Europe's gas jitters mount as key pipeline shuts

STORY: The biggest pipeline supplying Russian gas to Germany just shut down for maintenance.

That would normally be a routine event, but not this year.

Governments and firms around the region are worried about when or whether the Nord Stream pipeline might reopen.

It’s due to restart on July 21, but many fear that could be delayed.

Moscow has already cut flows through the pipeline to 40% of its usual capacity, blaming the late return of equipment being serviced.

Now many fear that Russia might extend maintenance to further restrict gas supplies.

That could send prices rocketing even further for companies and consumers.

It would also wreck plans to top up gas storage facilities ahead of the winter.

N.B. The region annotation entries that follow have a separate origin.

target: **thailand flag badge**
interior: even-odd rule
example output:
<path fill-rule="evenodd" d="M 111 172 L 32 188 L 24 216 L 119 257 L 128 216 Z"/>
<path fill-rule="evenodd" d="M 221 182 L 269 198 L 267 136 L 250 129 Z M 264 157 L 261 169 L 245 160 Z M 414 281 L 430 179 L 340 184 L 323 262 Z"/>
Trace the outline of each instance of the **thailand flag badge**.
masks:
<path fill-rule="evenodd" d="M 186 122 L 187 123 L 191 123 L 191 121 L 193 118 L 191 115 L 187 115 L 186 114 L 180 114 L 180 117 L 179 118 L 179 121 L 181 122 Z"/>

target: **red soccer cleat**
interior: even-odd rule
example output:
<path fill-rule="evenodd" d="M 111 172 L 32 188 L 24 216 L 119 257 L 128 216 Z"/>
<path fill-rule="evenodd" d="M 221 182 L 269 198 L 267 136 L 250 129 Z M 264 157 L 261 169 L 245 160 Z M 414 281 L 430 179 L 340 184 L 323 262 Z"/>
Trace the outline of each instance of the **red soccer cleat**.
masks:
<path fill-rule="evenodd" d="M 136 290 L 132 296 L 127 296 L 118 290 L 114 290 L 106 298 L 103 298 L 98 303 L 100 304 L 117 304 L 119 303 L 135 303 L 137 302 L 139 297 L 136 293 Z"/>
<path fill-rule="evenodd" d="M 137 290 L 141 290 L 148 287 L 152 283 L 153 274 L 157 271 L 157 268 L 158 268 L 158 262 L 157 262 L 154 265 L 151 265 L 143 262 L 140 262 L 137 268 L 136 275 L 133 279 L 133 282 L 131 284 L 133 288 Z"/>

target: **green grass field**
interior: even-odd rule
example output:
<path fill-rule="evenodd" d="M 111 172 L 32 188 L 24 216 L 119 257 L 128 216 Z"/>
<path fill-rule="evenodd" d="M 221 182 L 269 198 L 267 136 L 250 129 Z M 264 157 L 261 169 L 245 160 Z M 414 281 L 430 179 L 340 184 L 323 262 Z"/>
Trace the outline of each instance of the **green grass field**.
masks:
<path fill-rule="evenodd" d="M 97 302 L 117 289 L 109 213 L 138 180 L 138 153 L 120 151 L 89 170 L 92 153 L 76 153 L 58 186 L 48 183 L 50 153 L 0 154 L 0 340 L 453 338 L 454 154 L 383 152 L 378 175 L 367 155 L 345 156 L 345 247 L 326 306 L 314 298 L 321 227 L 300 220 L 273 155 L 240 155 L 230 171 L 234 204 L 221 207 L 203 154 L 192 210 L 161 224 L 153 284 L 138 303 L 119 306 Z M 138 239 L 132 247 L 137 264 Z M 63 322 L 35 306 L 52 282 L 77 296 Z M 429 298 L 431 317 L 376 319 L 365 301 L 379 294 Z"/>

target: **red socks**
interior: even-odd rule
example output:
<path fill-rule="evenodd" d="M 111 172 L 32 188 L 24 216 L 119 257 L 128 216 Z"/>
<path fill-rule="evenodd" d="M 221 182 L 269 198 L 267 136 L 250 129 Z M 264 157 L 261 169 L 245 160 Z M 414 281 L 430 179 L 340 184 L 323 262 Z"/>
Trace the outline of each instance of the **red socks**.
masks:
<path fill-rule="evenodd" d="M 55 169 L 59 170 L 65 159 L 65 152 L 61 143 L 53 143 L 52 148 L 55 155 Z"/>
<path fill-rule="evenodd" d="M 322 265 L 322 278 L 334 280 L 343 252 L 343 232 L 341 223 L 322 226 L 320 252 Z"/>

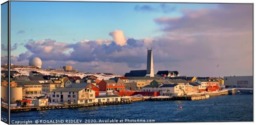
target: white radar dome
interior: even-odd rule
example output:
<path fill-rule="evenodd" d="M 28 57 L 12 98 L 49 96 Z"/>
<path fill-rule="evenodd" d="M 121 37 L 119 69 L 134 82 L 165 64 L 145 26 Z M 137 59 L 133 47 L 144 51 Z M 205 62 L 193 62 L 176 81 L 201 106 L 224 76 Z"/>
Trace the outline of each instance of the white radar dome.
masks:
<path fill-rule="evenodd" d="M 42 67 L 42 60 L 37 57 L 33 57 L 29 60 L 28 65 L 29 66 L 35 66 L 41 68 Z"/>

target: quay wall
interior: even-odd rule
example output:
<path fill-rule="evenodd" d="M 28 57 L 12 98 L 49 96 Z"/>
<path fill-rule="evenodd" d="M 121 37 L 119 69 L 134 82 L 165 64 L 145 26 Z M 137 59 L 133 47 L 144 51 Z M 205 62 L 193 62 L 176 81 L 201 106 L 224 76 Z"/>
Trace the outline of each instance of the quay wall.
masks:
<path fill-rule="evenodd" d="M 216 93 L 208 93 L 208 95 L 210 95 L 211 97 L 213 96 L 219 96 L 219 95 L 228 95 L 228 90 L 224 90 L 221 92 L 218 92 Z"/>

In the event of an emergency gas shortage, German regulator Klaus Mueller says authorities would weigh up how to allocate supplies:

“Should there be a gas emergency we will take differentiated decisions on large gas consumers but this will only be possible from October, based on an IT system. We would look at economic damages, economic consequences, the impact on supply chains and social dimensions."

Russia has dismissed all claims that it is using gas to exert pressure on Europe.

But German economy minister Robert Habeck says the EU should be ready for a prolonged outage for Nord Stream.

There are other gas pipelines from Russia, but those too have seen declining flows.

Ukraine shut down one that crosses its territory, citing interference by Russian forces.